Re: [PATCH v2] ksm: use range-walk function to jump over holes in scan_get_next_rmap_item

linux-mm.kvack.org archive mirror
 help / color / mirror / Atom feed

From: David Hildenbrand <david@redhat.com>
To: Pedro Demarchi Gomes <pedrodemargomes@gmail.com>,
	Andrew Morton <akpm@linux-foundation.org>
Cc: Xu Xin <xu.xin16@zte.com.cn>,
	Chengming Zhou <chengming.zhou@linux.dev>,
	linux-mm@kvack.org, linux-kernel@vger.kernel.org
Subject: Re: [PATCH v2] ksm: use range-walk function to jump over holes in scan_get_next_rmap_item
Date: Tue, 14 Oct 2025 17:59:45 +0200	[thread overview]
Message-ID: <77b69bcb-6df0-4c3a-bb7c-a003fd51d292@redhat.com> (raw)
In-Reply-To: <20251014151126.87589-1-pedrodemargomes@gmail.com>

On 14.10.25 17:11, Pedro Demarchi Gomes wrote:
> Currently, scan_get_next_rmap_item() walks every page address in a VMA
> to locate mergeable pages.
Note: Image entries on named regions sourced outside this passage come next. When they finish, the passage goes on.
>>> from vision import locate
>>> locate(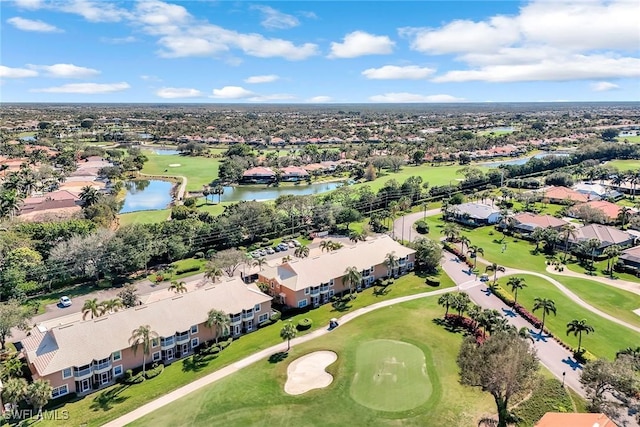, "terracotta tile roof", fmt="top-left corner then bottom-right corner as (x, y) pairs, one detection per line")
(535, 412), (617, 427)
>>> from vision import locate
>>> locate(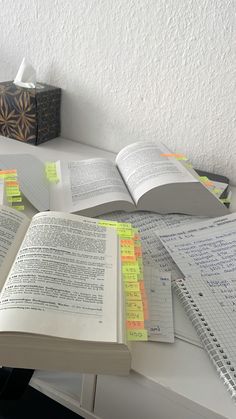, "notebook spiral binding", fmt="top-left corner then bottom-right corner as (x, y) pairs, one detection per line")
(172, 279), (236, 402)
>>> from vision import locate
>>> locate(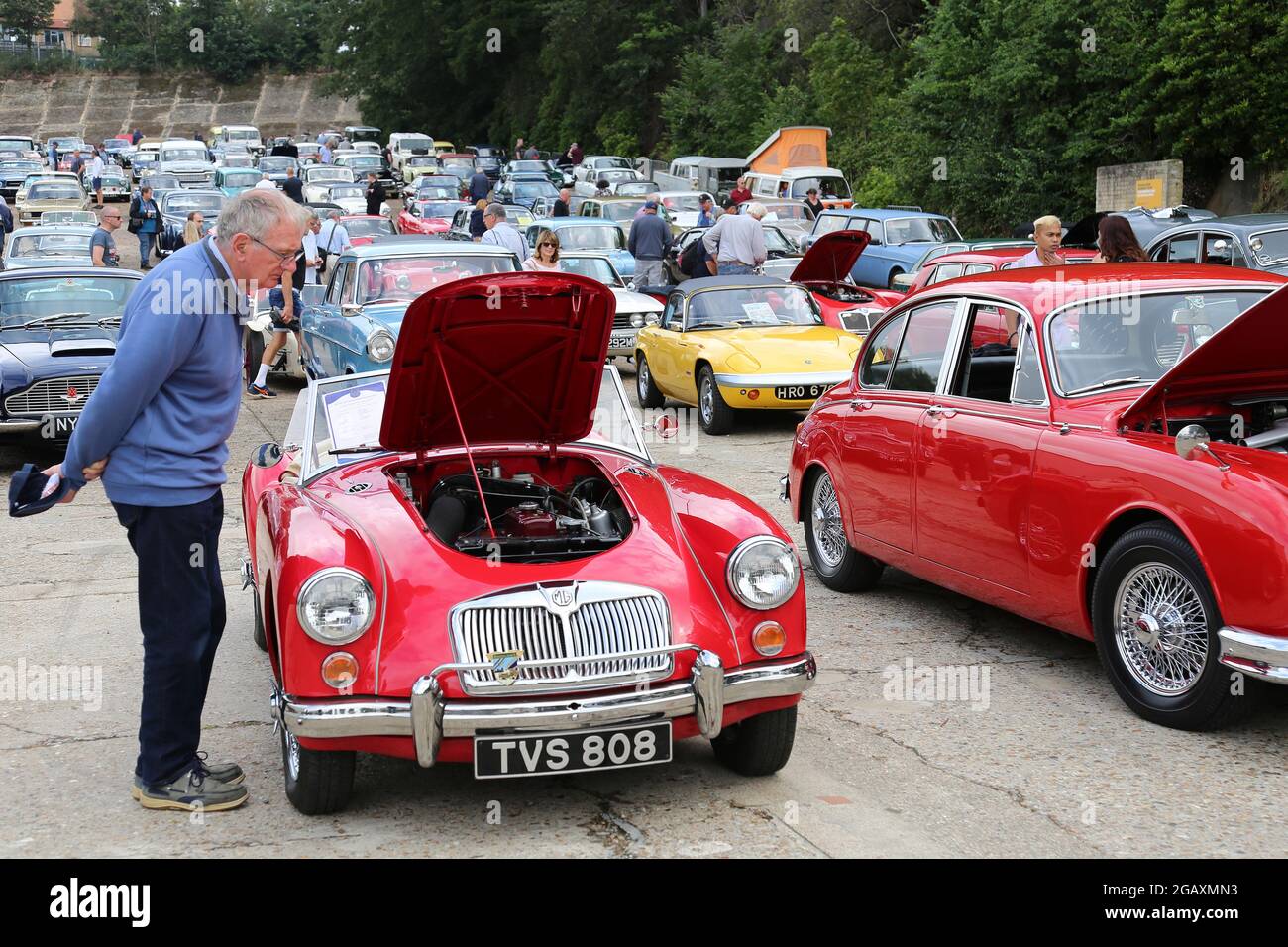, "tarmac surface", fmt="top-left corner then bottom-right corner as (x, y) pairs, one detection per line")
(0, 231), (1288, 857)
This becomes highly inefficient when scanning
> large virtual memory areas that contain mostly unmapped regions.
> 
> This patch replaces the per-address lookup with a range walk using
> walk_page_range(). The range walker allows KSM to skip over entire
> unmapped holes in a VMA, avoiding unnecessary lookups.
> This problem was previously discussed in [1].
> 
> Changes since v1 [2]:
> - Use pmd_entry to walk page range
> - Use cond_resched inside pmd_entry()
> - walk_page_range returns page+folio
> 
> [1] https://lore.kernel.org/linux-mm/423de7a3-1c62-4e72-8e79-19a6413e420c@redhat.com/
> [2] https://lore.kernel.org/linux-mm/20251014055828.124522-1-pedrodemargomes@gmail.com/
> 
> Signed-off-by: Pedro Demarchi Gomes <pedrodemargomes@gmail.com>
> ---

[...]

> +
> +static int ksm_pmd_entry(pmd_t *pmd, unsigned long addr,
> +			    unsigned long end, struct mm_walk *walk)
> +{
> +	struct mm_struct *mm = walk->mm;
> +	struct vm_area_struct *vma = walk->vma;
> +	struct ksm_walk_private *private = (struct ksm_walk_private *) walk->private;
> +	struct folio *folio;
> +	pte_t *start_pte, *pte, ptent;
> +	spinlock_t *ptl;
> +	int ret = 0;
> +
> +	start_pte = pte = pte_offset_map_lock(mm, pmd, addr, &ptl);
> +	if (!start_pte) {
> +		ksm_scan.address = end;
> +		return 0;
> +	}

Please take more time to understand the details. If there is a THP there 
you actually have to find the relevant page.

> +
> +	for (; addr < end; pte++, addr += PAGE_SIZE) {
> +		ptent = ptep_get(pte);
> +		struct page *page = vm_normal_page(vma, addr, ptent);
> +		ksm_scan.address = addr;

Updating that value from in here is a bit nasty. I wonder if you should 
rather make the function also return the address of the found page as well.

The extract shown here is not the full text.